Genau hier liegt der brisante Punkt des «Green Deal». Dass die angestrebte nachhaltige Transition nur gelingen wird, wenn sie sozial abgefedert ist, liegt nach jahrzehntelanger dogmatischer Austerität und neoliberalem Umbau der europäischen Gesellschaften auf der Hand. Gerade im polarisierenden Diskurs der letzten Jahre gelten Nachhaltigkeit und Klimaschutz noch immer als etwas für jene, die es sich leisten können – vom Einkauf im Bioladen bis zum Umbau des eigenen Hauses.

Fehlende Abgrenzung zur AfD

Diese Entwicklungen gehen an der agrarischen Bewegung nicht spurlos vorbei und eröffnen mitunter Raum für rechte Positionen. So berichtet etwa das Fachmagazin «Top Agrar» von einer an den Protesten beteiligten polnischen Organisation, die der rechten Regierungspartei PiS nahestehe. In Deutschland wird «Land schafft Verbindung» wegen fehlender Abgrenzung gegen die AfD kritisiert, die zuletzt Bäuer:innenproteste als Option zum Aufbau von Allianzen sah.

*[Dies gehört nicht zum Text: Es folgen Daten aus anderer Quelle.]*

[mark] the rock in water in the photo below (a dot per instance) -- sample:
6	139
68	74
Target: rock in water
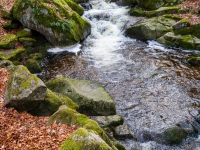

Auch in den Niederlanden besuchen die rechtspopulistische Freiheitspartei (PVV) oder das Forum voor Democratie (FvD) gerne entsprechende Kundgebungen. Dennoch: Die 2019 gegründete Farmers Defence Force (FDF), die in der jüngsten Protestwelle zur lautstärksten Vertreterin des dortigen Agrarsektors geworden ist, als per se rechtsextrem zu bezeichnen, ginge zu weit. Einem grossen Teil ihrer Aktivist:innen geht es just um die eingangs genannte Agenda der Brüsseler Kundgebung.

Zugleich bewegt sich die FDF in einem Milieu, in dem öffentlich-rechtliches Fernsehen pauschal als «Fake News» beschimpft wird, Umweltmassnahmen als weltfremdes Hobby urbaner Linksliberaler gelten oder man die umgedrehte Landesfahne schwingt – in Anlehnung an einen alten Brauch niederländischer Schiffe in Seenot, was heute als Code für einen vermeintlichen nationalen Notstand gilt.

Der Bundesverband Deutscher Milchviehhalter hat seine Teilnahme an den Brüsseler Protesten abgesagt. «Wir sehen den ‹Green Deal› durchaus auch kritisch», sagt Sprecher Hans Foldenauer. «Aber es gibt eine Notwendigkeit zur Veränderung der gesamten Ausrichtung in der Agrarpolitik. Den Einsatz von Pflanzenschutzmitteln oder Mineraldünger zu vermindern, ist nicht abwegig, damit muss man sich auseinandersetzen.»

Entscheidend für den Rückzug sei vor allem die Rhetorik in Teilen des Protestbündnisses gewesen. «Wenn man EU-Politiker:innen vorwirft, mit dem ‹Green Deal› Hunger und Tod in Afrika zu verursachen, kann man nicht ernst genommen werden», so Foldenauer. «Das geschieht eher durch die heutige Agrarpolitik, wenn eine landwirtschaftliche Fläche genutzt wird, um Futtermittel anzubauen statt Lebensmittel für die Bevölkerung.»